Saturday, July 20, 2013

CERITAKU-CERITAMU (3)

JALAN MASIH PANJANG
Oleh : Oesman Doblank

TIGA


Kebanyakan pengemudi – entah angkutan umum atau mobil pribadi,  lebih ingin mendahului timbang didahului. Semua sepertinya hanya ingin cepat sampai di tujuan, timbang lebih baik saling mengalah atau sedikit bersabar.
Agaknya, jalan raya sudah dianggap tak pantas untuk mengaplikasikan kesabaran. Padahal, kesabaran harus mengejawantah dimana dan kapan saja. Bukan malah dianggap tak pantas diterapkan di jalan raya
Sepertinya  keinginan membangun budaya tertib dalam berlalu lintas justeru  sudah semakin ter singkir dari hati masyarakat pengguna jalan. Entah bagaimana cara meluruskan jika yang nampak melekat dengan begitu kokoh di jiwa para pengemudi, hanya egoisme. Ingin selalu berada di depan dan lebih dahulu dari yang lain
Padahal, sikap dan kepribadian yang malah semakin  menonjol ini, tak hanya merugikan banyak orang. Tapi juga sangat merugikan setiap pribadi. Terlebih, kecelakaan bisa terjadi kapan , di mana dan bisa menimpa siapa saja. Dan jika ujung ujungnya jalan raya jadi pusat kemacetan lalu lintas, entah berapa banyak BBM terbuang sia sia.
Komeng hanya bisa tersenyum saat seorang pengemudi motor terjatuh, karena menghindari mikrolet di depannya yang berhenti mendadak. Ketika orang-orang berhamburan – entah mau menolong atau malah ingin mencari peluang meraih keuntungan, Komeng lebih ingin masuk ke sebuah taksi yang ngetem di tepi jalan dan meminta sang pengemudi untuk segera meluncur.
“ Kemana pak? “ pengemudi taksi yang baru saja melarikan mobilnya mencoba menjalin rasa akrab.
“ Grogol, pak “ Komeng menyahut seperlunya.
Bukan tak ingin berakrab-akrab. Tapi Komeng tahu diri kalau ia sudah lelah. Capek. Bukan lantaran ia tak dimengerti oleh Badrun dan hanya ia yang paham tentang Badrun. Tapi, sejak pagi, ia sudah meninggalkan rumah.
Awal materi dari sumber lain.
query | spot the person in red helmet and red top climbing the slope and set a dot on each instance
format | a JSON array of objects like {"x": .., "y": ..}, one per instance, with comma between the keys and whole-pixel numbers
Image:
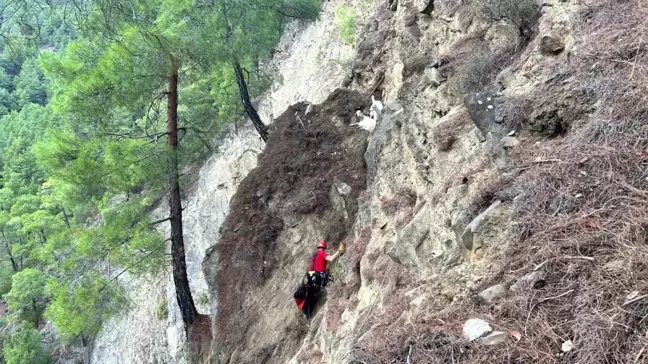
[{"x": 316, "y": 278}]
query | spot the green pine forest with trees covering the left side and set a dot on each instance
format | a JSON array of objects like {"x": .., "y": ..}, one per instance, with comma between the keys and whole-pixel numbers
[{"x": 103, "y": 104}]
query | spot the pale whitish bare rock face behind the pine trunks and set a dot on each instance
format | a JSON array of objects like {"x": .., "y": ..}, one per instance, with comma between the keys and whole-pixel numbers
[{"x": 310, "y": 63}]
Setelah melaksanakan tugas rutinnya, bermain dan membimbing anak-anak jalanan di kawasan Kebayoran Lama, Komeng ke Blok M. Meski hampir sejam ia berada di Gramedia, selama di  sana hanya numpang membaca. Tak berarti tidak punya niat membeli buku. Dia hanya mampu membaca karena memang sedang bokek.
Uang di dompetnya  hanya cukup untuk ongkos. Kalaupun ia bersedia memenuhi ajakan Badrun yang ingin mendiskusikan soal PNS di sebuah tempat bergengsi, karena Badrun yang janji mentraktir. Jika tidak, ia pasti tidak naik taksi. Tapi, naik bus.
“ Saya prihatin, lho dik, dengan nasib pengendara motor
yang terjatuh karena ulah sopir mikrolet “
Sebenarnya, Komeng sudah ingin menyandarkan kepalanya dan memejamkan mata. Tapi, saat melirik ia jelas melihat sopir taksi memperhatikan dari kaca spion dan sangat ingin berdialog, Komeng terpaksa menimpali.
“ Oh yaa ?”
“ Memangnya adik sama sekali tak prihatin ?”
“ Kalau bicara soal prihatin, keprihatinan saya jauh lebih dahsyat, pak ?”
“ Maksud adik ?” Sopir taksi menekan pedal gas lebih dalam.
“ Yaa, saya baru tidak prihatin jika para pengemudi kendaraan memilih berhati hati.Tidak ngebut seenaknya, dan selalu memikirkan keselamatan dirinya dan keselamatan orang lain “
Sopir taksi bukan tidak tersinggung. Tapi, tampaknya ia memilih berusaha menjinakkan ketersinggungannya. Dan, ia berhasil. Sebab, yang kemudian dilakukan olehnya terasa sangat melegakan Komeng. Terlebih, sang supir yang jelas berasal dari Sumatera, terlihat jelas dari tanda pengenalnya, lalu menurunkan laju kendaraannya.